■
Я не уверен, написал ли бы Кампанелла свой гениальный труд про будущее общество, если бы двадцать семь лет не отсидел в тюрьме. В какой-то темной конуре, где его давили государственные стены — его душа находилась далеко от него: она всегда оставляла его в одиночестве, купаясь в каких-то светлых далях: он назвал свою книгу «Город солнца», это было как раз то место, где бродила его неспокойная душа.
Я думал над тем, как много гибнет в этом мире талантов, гибнет лишь потому, что человек не имеет времени писать, что притесняет свой дух. Днем его заедает работа, потом рестораны, а затем семья. Он лишь ходит и думает, его мучают сюжеты; но так и не зафиксированные, исчезают куда-то, наверное ищут своего настоящего хозяина. Тут, в камере, особенно когда тебя неделями не вызывают на следствие, и ты существуешь, забытый всеми на свете, это печальное чувство неспокойной души вечно сидит в тебе, можно тогда написать без счета «Городов солнца», можно изобрести новую арифметику и другую таблицу умножения. Я думал: чтобы у нас было много хороших писателей, математиков, физиков, кандидатов наук, их постоянно, на пять-десять-двадцать пять пет надо загонять в тюрьмы и забывать о них — пусть свободно творят. Они могут и умереть с голода, но это не так, наконец, и важно. Главное, чтоб остались их имена и сочинения, которые так необходимы для нашего будущего...
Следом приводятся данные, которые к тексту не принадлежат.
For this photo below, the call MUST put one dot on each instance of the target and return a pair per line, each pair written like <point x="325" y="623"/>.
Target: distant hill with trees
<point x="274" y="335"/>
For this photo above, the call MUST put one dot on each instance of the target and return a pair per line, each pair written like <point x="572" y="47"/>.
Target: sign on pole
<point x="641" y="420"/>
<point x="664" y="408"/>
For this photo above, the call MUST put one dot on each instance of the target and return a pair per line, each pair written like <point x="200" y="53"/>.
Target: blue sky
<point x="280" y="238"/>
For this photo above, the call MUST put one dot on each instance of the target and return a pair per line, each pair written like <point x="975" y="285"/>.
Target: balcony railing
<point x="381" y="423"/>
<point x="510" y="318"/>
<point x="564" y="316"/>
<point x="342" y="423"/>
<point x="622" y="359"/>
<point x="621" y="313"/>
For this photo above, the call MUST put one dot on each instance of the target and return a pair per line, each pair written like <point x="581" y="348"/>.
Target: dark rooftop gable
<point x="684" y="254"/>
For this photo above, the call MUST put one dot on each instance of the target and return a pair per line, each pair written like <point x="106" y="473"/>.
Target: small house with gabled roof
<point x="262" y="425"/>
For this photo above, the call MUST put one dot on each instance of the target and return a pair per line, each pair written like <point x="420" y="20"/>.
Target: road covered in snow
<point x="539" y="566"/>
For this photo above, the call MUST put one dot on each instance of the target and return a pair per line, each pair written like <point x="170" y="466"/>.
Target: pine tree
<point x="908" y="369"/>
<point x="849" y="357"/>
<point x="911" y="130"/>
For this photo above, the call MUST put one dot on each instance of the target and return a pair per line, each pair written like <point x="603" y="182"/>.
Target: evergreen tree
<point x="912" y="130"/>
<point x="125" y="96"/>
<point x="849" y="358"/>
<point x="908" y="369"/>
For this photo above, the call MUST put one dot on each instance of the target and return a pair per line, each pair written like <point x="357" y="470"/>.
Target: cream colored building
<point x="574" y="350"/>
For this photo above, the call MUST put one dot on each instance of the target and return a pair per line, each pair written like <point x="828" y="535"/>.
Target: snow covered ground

Я попросил бумагу и карандаш, аккуратно сложил все на столике и задумался. Коренастый Володя сидел около окна и что-то читал. Если бы он сидел как-то иначе, подумал я, ко мне бы пришли какие-нибудь мысли; он закрыл мне свет, а может быть дух мой боялся его широких плеч и бродил под окнами, — Кампанелла из меня был никудышный. Правда, на его окне не было матового стекла (тогда его наверное еще не изобрели), и он, по крайней мере, мог наслаждаться если не «Городом солнца», то во всяком случае лучами настоящего солнца. Теперь все предусмотрено... Наверное мои внуки так и не дождутся нового «Города солнца»...
■
Но я напрасно старался перехитрить себя: из меня был никудышный не только Кампанелла, но и обвиняемый. Развлекаясь бумажными иллюзиями, я чувствовал, как в груди все больше растет волнение, как предательски захлебывается сердце, а глаза неотрывно следят за столом. «Молодой и лысый, лысый и молодой, — подумал я, — что сейчас делается у него в том месте, над которым должны быть волосы?»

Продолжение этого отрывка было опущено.